I am not bothered, the main thing is that our son can now have friends over.

Only as long as his dad isn’t in the house.

Tou say you have no fear of your husband but on your other thread you did using “ringing Daddy” as a threat to your son, which suggests he may well be scared of him.

Your Number 1 priority is your children, followed by you.

ninjahamster · 17/06/2025 13:41

MummyToMNandR · 17/06/2025 13:03

@PurpleThistle7

It could be someone he knows well, but I’m 100% sure nothing has happened to him.

I am not bothered, the main thing is that our son can now have friends over.

And visiting his friends’ houses? He sounds like he is still blocking that.
Plus putting in unnecessary blocks - they smell, they need to be out by 6. Will he tell your son that and make the entire play date anxiety inducing for him?
It is all very strange, when mine were young there were other children round most nights!

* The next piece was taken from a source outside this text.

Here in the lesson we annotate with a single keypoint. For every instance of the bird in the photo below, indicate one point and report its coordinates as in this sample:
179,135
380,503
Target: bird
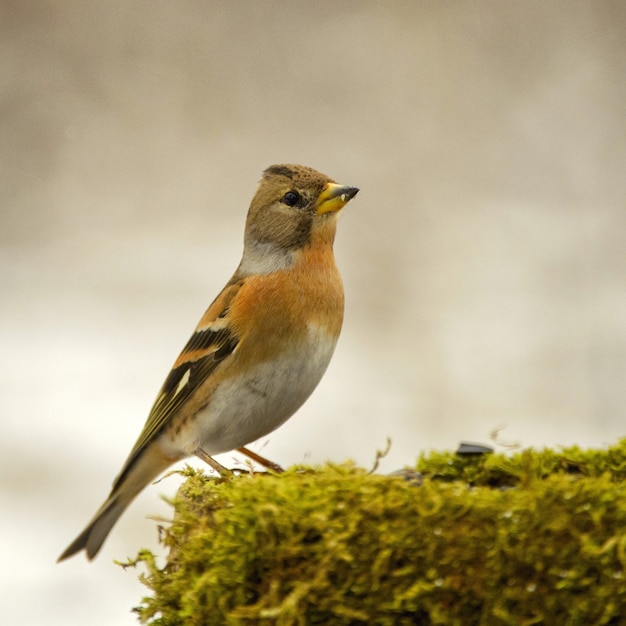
259,350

PurpleThistle7 · 17/06/2025 13:55

This is really, really unsettling. Children know where they aren't wanted and it's actually worse to have his friends round in a toxic environment than to just not have play dates. What if something happens and your husband comes home early? What if someone breaks something or spills something? What if your son wants to offer his friend a snack? What if it rains and you go inside and your husband 'knows' and then stops speaking to everyone and goes to sleep with random strangers? I am really hoping this is some elaborate weird lie but am so afraid it isn't.

PurpleThistle7 · 17/06/2025 13:56

(Also why aren't you bothered by your husband's trauma? That's not very kind)

Fusedspur · 17/06/2025 14:03

Don’t assume trauma.

Do assume a need for control. The OP says they’ve been going for counselling. I think it’s safe to assume there are other worrying/troublesome requirements from the husband. What’s causing them is another thing entirely.

Tiswa · 17/06/2025 14:29

DH dad had similar rules and it wasn’t about trauma it was all about control

LBFseBrom · 17/06/2025 14:41

Tiswa · 17/06/2025 14:29

DH dad had similar rules and it wasn’t about trauma it was all about control

Yes, that was my mother all over.

Bournetilly · 17/06/2025 15:49

SpoonyCat · 17/06/2025 07:47

My husband does this too. Our son isn't allowed to birthday parties or out with friends. My son just hides birthday invitations from school now because he knows his father won't let him go and doesn't want to rock the boat

This is abusive!

Oioisavaloy27 · 17/06/2025 16:06

TimeForTeaAndG · 17/06/2025 10:36

Has anyone suggested that both DH and DS could be autistic? Or have some sort of other neurodivergency?

Even if the husband is neurodivergent it is not an excuse he still has a duty to his children.

TimeForTeaAndG · 17/06/2025 17:43

Oioisavaloy27 · 17/06/2025 16:06

Even if the husband is neurodivergent it is not an excuse he still has a duty to his children.

Absolutely. But dealing with an issue in an abusive situation Vs a neurodivergent one would be very different.